MONA explainer 12 min read

Multimodal Architecture: How Models Fuse Text, Images, Audio & Video

Geometric visualization of a neural network fusing text, image, audio, and video streams into a shared latent space
Before you dive in

This article is a specific deep-dive within our broader topic of Multimodal Architecture.

This article assumes familiarity with:

Coming from software engineering? Read the bridge first: Beyond Transformers for Developers: What Maps and What Breaks →

ELI5

Multimodal architecture is the design pattern that lets one neural network accept signals from multiple senses — text, pixels, waveforms, video frames — and process them in the same internal space. The trick: everything gets translated into token-like vectors before the model actually reasons.

A naive mental model says Gemini 3.1 Pro “looks at” an image the way a retina does — photons in, understanding out. The reality is stranger. Inside the network, that image never stays an image for long. It gets compressed into a small set of vectors that sit beside the word embeddings and behave, for all downstream purposes, like text tokens with a foreign accent. The decoder is still an autoregressive text generator. It just learned to listen to aliens.

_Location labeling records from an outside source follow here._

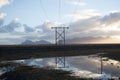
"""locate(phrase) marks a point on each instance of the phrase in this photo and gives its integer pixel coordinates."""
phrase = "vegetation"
(32, 73)
(13, 52)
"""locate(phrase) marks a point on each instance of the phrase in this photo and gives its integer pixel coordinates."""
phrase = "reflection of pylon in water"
(60, 40)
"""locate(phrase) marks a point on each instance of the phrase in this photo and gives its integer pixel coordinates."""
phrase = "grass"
(24, 72)
(13, 52)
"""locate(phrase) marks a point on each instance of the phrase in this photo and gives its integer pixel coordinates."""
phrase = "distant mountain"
(36, 42)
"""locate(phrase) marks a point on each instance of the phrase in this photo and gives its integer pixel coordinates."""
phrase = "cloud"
(2, 15)
(11, 26)
(85, 14)
(78, 3)
(4, 2)
(95, 29)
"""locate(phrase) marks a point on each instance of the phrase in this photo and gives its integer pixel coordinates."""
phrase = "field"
(13, 52)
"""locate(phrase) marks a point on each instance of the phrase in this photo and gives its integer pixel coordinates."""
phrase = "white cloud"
(78, 3)
(2, 15)
(85, 14)
(88, 30)
(4, 2)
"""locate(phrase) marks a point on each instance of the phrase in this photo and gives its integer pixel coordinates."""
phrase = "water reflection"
(81, 66)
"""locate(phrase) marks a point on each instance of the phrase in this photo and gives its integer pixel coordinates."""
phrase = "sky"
(89, 21)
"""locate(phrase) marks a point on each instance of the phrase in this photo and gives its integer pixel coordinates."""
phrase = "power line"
(44, 11)
(59, 11)
(74, 11)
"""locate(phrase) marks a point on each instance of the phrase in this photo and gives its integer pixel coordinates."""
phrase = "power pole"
(60, 37)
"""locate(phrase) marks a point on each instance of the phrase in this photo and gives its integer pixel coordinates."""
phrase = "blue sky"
(96, 21)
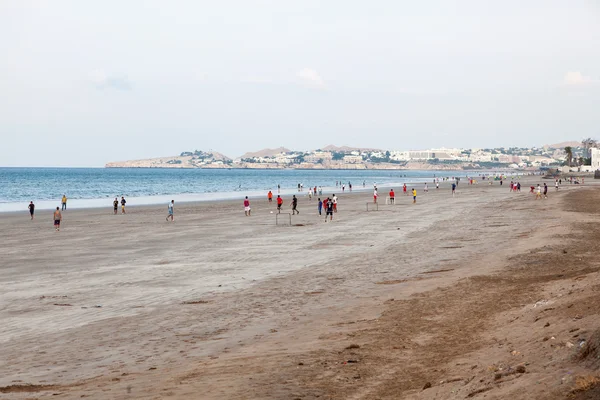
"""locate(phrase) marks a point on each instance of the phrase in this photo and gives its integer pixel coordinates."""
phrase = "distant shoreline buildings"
(332, 157)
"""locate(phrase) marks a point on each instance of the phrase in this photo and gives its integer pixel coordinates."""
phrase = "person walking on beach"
(329, 210)
(57, 219)
(247, 209)
(171, 207)
(31, 209)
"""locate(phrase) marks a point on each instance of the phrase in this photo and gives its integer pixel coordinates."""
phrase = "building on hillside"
(353, 159)
(318, 156)
(399, 156)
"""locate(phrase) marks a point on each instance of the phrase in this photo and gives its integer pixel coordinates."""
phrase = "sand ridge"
(234, 307)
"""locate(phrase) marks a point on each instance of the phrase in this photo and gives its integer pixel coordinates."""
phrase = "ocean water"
(96, 187)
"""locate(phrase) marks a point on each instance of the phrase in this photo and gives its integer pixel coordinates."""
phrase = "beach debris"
(478, 391)
(541, 303)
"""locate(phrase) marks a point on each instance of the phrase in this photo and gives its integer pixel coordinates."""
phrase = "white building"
(352, 159)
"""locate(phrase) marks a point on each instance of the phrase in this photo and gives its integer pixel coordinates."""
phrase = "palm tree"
(569, 153)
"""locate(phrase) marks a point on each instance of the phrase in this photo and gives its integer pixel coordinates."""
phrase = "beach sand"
(451, 294)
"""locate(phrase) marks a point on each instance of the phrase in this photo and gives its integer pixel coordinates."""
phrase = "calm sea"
(96, 187)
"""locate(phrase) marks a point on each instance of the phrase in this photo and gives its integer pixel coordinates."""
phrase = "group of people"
(57, 215)
(116, 205)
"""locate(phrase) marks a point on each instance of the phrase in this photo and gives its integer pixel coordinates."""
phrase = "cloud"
(576, 78)
(102, 80)
(310, 77)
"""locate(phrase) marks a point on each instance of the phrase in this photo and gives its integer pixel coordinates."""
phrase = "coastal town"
(570, 154)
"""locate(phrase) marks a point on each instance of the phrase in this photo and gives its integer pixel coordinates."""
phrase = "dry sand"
(453, 293)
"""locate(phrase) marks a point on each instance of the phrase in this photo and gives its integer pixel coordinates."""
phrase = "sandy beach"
(486, 294)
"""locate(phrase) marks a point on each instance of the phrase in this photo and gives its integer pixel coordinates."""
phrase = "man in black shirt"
(294, 205)
(329, 210)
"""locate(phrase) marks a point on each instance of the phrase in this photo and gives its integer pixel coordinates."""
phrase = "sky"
(83, 83)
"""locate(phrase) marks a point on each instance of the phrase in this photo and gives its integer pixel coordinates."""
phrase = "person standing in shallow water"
(329, 209)
(247, 209)
(294, 205)
(57, 219)
(171, 207)
(31, 209)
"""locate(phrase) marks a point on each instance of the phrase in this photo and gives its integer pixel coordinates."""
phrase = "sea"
(97, 187)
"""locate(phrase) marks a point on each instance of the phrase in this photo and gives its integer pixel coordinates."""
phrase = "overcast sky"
(83, 83)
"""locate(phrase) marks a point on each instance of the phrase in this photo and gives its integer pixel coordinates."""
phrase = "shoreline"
(129, 306)
(185, 198)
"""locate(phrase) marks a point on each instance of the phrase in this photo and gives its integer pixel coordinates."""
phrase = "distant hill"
(562, 145)
(266, 152)
(205, 155)
(332, 147)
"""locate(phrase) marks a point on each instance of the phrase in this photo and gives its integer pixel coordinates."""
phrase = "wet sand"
(218, 305)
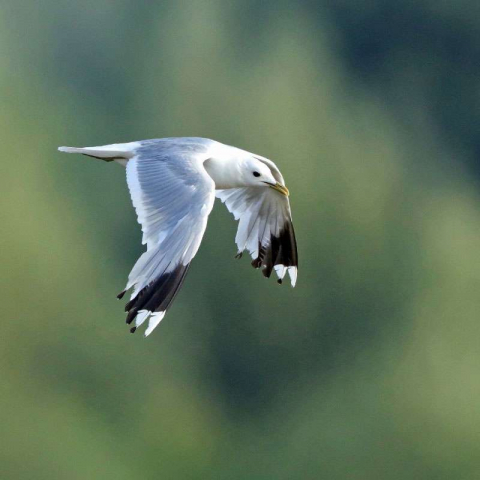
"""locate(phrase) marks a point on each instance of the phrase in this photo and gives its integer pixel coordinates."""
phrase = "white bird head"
(255, 173)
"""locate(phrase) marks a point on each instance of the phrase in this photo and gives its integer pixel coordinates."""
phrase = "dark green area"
(369, 368)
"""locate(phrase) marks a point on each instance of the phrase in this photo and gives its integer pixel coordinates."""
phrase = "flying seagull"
(173, 183)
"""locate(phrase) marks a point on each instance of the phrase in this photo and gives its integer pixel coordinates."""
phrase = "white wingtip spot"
(292, 271)
(153, 322)
(280, 270)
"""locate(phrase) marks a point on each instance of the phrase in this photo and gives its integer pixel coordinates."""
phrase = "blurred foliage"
(369, 369)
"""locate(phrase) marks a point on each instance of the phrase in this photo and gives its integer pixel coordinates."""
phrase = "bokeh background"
(370, 368)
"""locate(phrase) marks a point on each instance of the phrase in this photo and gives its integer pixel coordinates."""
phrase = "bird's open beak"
(280, 188)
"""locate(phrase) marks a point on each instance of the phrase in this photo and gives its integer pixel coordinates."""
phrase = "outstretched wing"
(173, 196)
(265, 229)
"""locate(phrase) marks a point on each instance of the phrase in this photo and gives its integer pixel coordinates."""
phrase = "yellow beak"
(281, 188)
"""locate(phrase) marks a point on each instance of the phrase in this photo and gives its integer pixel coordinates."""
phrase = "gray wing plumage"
(173, 196)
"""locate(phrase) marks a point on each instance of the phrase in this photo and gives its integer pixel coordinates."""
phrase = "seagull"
(173, 183)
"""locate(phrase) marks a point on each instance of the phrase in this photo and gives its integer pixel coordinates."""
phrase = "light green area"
(369, 369)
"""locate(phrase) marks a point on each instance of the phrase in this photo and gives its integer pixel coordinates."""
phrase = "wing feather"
(265, 229)
(173, 196)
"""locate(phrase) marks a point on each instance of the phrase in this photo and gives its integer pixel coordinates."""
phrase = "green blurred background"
(369, 369)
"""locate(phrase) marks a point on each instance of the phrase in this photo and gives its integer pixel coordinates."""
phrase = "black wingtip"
(281, 250)
(157, 295)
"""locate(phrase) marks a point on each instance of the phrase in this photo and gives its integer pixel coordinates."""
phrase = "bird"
(173, 183)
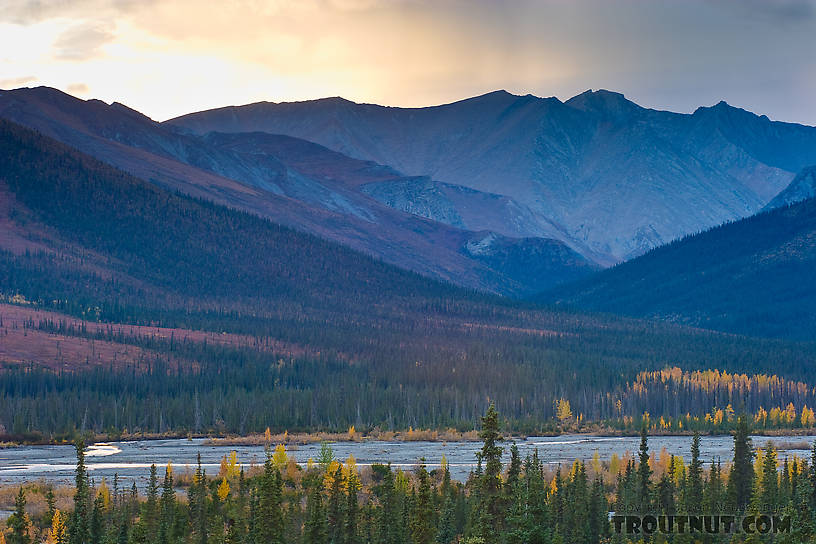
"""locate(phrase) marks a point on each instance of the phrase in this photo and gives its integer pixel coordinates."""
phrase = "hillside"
(136, 307)
(754, 276)
(801, 188)
(605, 176)
(293, 182)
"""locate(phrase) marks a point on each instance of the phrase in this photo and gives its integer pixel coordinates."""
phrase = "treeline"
(388, 347)
(186, 386)
(524, 502)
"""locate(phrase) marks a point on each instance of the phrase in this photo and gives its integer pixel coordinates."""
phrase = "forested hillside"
(313, 335)
(753, 277)
(661, 496)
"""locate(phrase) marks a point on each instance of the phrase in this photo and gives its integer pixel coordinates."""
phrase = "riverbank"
(375, 435)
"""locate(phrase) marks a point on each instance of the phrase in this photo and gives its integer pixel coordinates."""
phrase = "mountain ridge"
(614, 177)
(283, 182)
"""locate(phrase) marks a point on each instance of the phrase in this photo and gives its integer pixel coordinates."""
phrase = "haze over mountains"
(754, 276)
(598, 172)
(295, 183)
(509, 194)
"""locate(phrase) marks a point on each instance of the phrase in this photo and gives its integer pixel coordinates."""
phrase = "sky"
(170, 57)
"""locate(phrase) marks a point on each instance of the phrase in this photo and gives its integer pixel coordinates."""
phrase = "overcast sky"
(169, 57)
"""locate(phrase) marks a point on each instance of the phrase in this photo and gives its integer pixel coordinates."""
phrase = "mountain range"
(125, 305)
(514, 195)
(598, 172)
(753, 277)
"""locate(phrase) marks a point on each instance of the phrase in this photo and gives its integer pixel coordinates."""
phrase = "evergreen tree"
(167, 505)
(97, 526)
(741, 477)
(644, 474)
(769, 496)
(151, 506)
(336, 508)
(352, 508)
(269, 524)
(694, 479)
(315, 529)
(423, 528)
(79, 528)
(18, 521)
(491, 516)
(51, 502)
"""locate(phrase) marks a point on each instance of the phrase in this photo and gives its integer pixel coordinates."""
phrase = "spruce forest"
(331, 501)
(130, 309)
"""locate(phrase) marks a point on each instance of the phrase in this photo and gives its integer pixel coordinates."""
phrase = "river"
(132, 460)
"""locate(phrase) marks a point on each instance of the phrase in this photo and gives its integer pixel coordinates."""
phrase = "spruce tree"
(350, 528)
(79, 528)
(269, 524)
(741, 477)
(693, 492)
(18, 521)
(336, 508)
(167, 508)
(769, 495)
(644, 474)
(423, 528)
(151, 506)
(491, 513)
(315, 530)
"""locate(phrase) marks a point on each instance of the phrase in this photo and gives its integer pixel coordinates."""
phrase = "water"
(132, 460)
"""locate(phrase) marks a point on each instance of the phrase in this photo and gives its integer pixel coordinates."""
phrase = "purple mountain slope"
(297, 183)
(607, 177)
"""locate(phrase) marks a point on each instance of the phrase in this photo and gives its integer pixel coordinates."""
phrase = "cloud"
(28, 12)
(82, 41)
(786, 11)
(77, 88)
(16, 82)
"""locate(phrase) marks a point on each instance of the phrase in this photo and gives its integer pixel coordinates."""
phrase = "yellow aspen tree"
(223, 490)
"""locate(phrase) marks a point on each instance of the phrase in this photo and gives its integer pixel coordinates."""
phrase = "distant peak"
(608, 103)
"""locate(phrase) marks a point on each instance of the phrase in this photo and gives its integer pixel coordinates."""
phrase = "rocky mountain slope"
(802, 187)
(607, 177)
(754, 276)
(296, 183)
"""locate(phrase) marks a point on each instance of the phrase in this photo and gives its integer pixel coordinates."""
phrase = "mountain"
(598, 172)
(802, 187)
(753, 276)
(125, 305)
(299, 184)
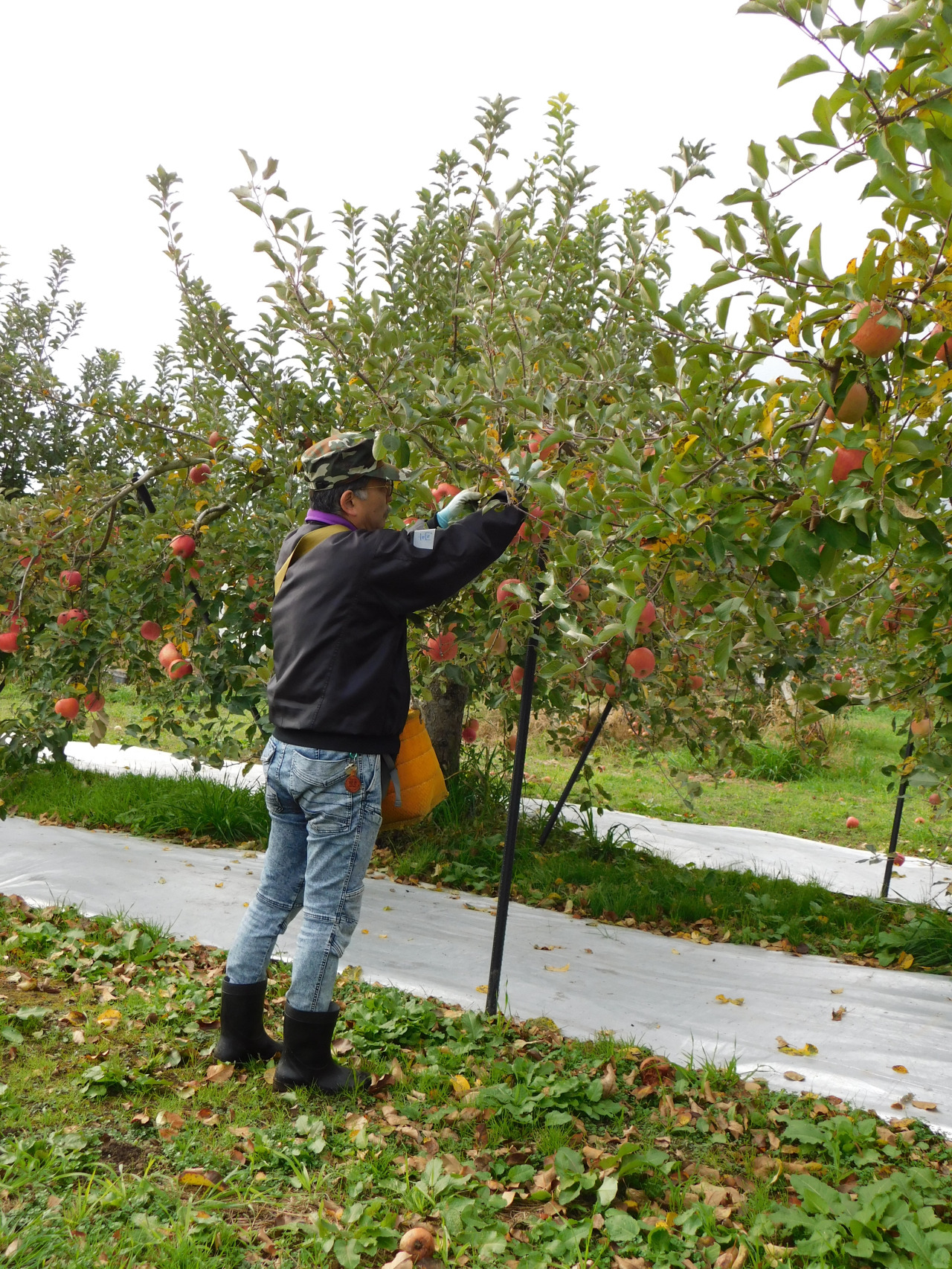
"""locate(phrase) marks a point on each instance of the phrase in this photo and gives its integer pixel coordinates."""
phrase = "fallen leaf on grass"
(206, 1177)
(792, 1051)
(169, 1125)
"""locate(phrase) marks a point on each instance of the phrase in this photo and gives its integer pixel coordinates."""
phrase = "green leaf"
(809, 65)
(711, 241)
(722, 654)
(783, 576)
(757, 159)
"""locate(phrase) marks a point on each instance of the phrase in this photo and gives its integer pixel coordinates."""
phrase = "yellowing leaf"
(792, 1051)
(206, 1177)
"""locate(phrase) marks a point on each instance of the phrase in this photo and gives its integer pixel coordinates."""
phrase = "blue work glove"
(461, 504)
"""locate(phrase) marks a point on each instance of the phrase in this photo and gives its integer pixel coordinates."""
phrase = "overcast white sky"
(356, 100)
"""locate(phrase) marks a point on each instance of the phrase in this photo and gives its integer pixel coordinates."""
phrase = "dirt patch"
(123, 1154)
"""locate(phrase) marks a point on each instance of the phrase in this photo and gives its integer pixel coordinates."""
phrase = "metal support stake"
(896, 821)
(573, 778)
(512, 826)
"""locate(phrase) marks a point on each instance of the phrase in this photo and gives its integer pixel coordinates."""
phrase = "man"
(339, 698)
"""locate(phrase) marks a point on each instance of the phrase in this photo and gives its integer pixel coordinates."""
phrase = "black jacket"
(341, 678)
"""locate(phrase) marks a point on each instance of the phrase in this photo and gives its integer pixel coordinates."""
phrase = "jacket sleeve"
(408, 578)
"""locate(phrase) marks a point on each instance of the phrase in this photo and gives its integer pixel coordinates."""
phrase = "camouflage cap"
(341, 457)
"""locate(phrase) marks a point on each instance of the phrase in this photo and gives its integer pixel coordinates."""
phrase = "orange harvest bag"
(418, 777)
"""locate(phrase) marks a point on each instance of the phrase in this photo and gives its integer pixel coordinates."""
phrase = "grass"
(460, 848)
(781, 794)
(186, 809)
(122, 1143)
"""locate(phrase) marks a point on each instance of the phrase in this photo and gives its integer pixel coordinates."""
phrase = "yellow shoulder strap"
(303, 544)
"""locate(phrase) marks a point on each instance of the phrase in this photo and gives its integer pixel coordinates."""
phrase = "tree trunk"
(443, 717)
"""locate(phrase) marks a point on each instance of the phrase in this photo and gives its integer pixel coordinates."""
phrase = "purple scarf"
(327, 518)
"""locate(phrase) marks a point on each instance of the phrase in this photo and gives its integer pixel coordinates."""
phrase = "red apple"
(853, 405)
(649, 616)
(506, 597)
(443, 647)
(641, 661)
(874, 338)
(73, 614)
(183, 546)
(442, 492)
(168, 655)
(847, 461)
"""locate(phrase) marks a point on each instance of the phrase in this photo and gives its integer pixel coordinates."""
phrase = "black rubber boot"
(306, 1060)
(242, 1035)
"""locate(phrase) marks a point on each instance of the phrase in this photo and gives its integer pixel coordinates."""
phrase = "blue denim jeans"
(318, 853)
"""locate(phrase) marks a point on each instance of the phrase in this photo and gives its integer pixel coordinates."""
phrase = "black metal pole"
(512, 826)
(896, 821)
(573, 778)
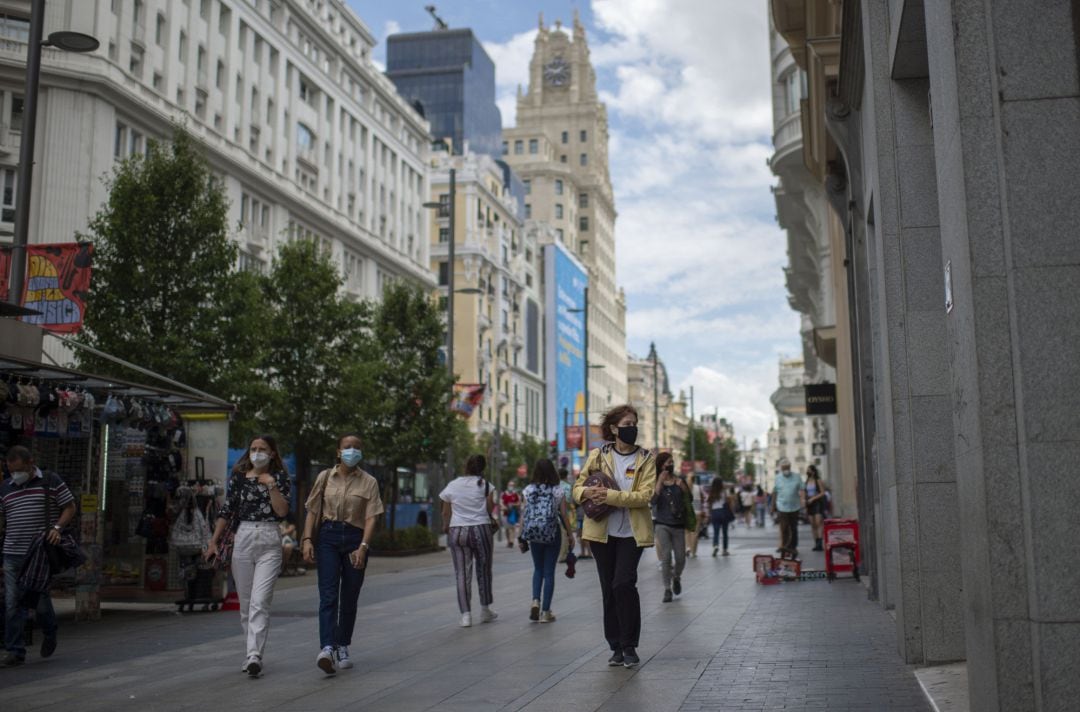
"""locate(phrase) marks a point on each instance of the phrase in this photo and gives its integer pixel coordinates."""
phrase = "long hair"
(612, 417)
(543, 472)
(244, 464)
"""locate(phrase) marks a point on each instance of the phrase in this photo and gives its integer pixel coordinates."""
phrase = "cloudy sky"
(687, 85)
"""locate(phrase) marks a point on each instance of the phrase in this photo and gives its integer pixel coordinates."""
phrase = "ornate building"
(559, 150)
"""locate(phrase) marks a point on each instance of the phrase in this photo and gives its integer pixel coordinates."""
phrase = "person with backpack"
(544, 514)
(669, 523)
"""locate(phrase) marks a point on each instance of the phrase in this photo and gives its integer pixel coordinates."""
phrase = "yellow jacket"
(636, 499)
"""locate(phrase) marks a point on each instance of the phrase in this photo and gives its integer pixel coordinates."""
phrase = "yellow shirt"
(346, 497)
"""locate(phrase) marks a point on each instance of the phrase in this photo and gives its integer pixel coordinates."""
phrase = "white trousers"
(256, 563)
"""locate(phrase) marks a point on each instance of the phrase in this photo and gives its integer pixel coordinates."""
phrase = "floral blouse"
(251, 500)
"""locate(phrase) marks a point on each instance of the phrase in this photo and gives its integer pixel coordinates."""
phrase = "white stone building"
(311, 139)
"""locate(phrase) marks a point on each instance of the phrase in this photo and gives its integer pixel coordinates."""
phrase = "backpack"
(540, 523)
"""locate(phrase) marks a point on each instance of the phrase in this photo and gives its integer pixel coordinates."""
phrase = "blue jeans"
(544, 556)
(15, 615)
(339, 582)
(717, 527)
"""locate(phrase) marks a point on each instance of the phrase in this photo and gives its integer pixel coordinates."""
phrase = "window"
(8, 202)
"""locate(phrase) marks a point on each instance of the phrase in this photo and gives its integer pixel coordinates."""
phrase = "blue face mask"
(351, 456)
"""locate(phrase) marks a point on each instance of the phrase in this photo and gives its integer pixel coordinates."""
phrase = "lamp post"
(63, 40)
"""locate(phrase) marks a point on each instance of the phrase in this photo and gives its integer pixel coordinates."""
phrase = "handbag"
(594, 511)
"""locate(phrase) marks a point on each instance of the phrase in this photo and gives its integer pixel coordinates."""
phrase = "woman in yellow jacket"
(617, 539)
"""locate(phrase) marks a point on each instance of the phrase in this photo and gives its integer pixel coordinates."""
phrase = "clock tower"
(558, 147)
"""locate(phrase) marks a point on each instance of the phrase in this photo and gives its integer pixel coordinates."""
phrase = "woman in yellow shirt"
(342, 508)
(617, 538)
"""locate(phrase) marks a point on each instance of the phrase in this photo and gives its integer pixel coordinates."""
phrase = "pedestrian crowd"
(624, 499)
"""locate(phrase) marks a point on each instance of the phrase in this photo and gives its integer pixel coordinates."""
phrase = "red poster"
(57, 280)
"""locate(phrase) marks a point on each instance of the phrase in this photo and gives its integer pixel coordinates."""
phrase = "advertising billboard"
(565, 282)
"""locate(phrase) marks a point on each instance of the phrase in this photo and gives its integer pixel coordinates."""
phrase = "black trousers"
(617, 565)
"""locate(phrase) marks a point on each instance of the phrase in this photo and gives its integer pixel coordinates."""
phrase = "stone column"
(1007, 134)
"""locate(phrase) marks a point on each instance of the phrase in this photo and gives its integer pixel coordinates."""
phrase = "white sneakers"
(325, 660)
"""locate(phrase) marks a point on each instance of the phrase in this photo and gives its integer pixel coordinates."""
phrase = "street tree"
(407, 413)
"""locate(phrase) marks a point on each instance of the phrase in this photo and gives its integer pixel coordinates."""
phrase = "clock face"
(556, 72)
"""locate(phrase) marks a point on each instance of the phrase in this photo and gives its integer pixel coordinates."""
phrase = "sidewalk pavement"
(725, 644)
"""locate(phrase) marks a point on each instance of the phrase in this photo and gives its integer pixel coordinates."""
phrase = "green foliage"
(164, 293)
(410, 538)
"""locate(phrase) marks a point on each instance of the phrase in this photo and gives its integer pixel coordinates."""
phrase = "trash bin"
(841, 548)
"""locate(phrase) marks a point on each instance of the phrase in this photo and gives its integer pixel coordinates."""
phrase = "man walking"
(27, 498)
(788, 497)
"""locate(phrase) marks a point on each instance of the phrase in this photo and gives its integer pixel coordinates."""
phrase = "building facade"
(558, 147)
(498, 319)
(449, 78)
(945, 136)
(312, 142)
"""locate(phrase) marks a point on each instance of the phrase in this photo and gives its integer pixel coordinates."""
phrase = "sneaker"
(254, 666)
(10, 660)
(325, 660)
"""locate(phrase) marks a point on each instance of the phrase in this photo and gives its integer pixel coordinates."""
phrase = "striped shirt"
(24, 509)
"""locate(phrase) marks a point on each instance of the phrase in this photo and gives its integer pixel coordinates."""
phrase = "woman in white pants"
(258, 499)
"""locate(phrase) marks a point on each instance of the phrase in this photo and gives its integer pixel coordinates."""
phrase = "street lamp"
(67, 41)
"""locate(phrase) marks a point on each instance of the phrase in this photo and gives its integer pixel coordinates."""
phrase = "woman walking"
(669, 521)
(342, 508)
(617, 484)
(720, 514)
(815, 505)
(544, 515)
(468, 502)
(257, 500)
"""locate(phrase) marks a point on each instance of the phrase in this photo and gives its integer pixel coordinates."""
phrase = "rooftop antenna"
(440, 24)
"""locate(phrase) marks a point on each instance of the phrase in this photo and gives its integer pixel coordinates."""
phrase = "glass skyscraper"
(448, 76)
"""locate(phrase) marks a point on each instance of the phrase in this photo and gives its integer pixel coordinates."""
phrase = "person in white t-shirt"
(468, 502)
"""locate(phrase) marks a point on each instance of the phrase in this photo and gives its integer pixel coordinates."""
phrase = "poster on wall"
(57, 281)
(565, 282)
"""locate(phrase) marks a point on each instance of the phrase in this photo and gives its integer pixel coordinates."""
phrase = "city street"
(725, 644)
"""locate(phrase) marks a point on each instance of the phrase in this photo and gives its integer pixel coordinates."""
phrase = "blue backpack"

The trick inside every natively multimodal model

Ask a model architect what makes GPT-5 or Gemini 3.1 Pro “multimodal” and the answer is not one architecture — it is a convention about where modalities meet. The meeting place is the token stream.

What is multimodal architecture in AI?

Multimodal architecture refers to any neural network design that ingests more than one type of signal and maps those signals into a shared representation where reasoning can happen. Baltrušaitis and colleagues catalogued the five core problems this creates — representation, translation, alignment, fusion, and co-learning — in a taxonomy that still frames the field (Baltrušaitis et al.).

The abstract goal is stable: get a text encoder, a vision encoder, and an audio encoder to produce vectors that live in the same geometric neighbourhood when they describe the same thing. If the vector for the word “violin” ends up near the vector for a photograph of a violin and near the vector for a clip of violin audio, a downstream decoder can treat all three as interchangeable inputs to the same reasoning process.

What changed in the LLM era is that this shared space is no longer a generic joint embedding. It is the embedding space of a pre-trained language model. Everything else has to pay tribute to it.

What does it mean for a model like GPT-5 or Gemini 3.1 Pro to be multimodal?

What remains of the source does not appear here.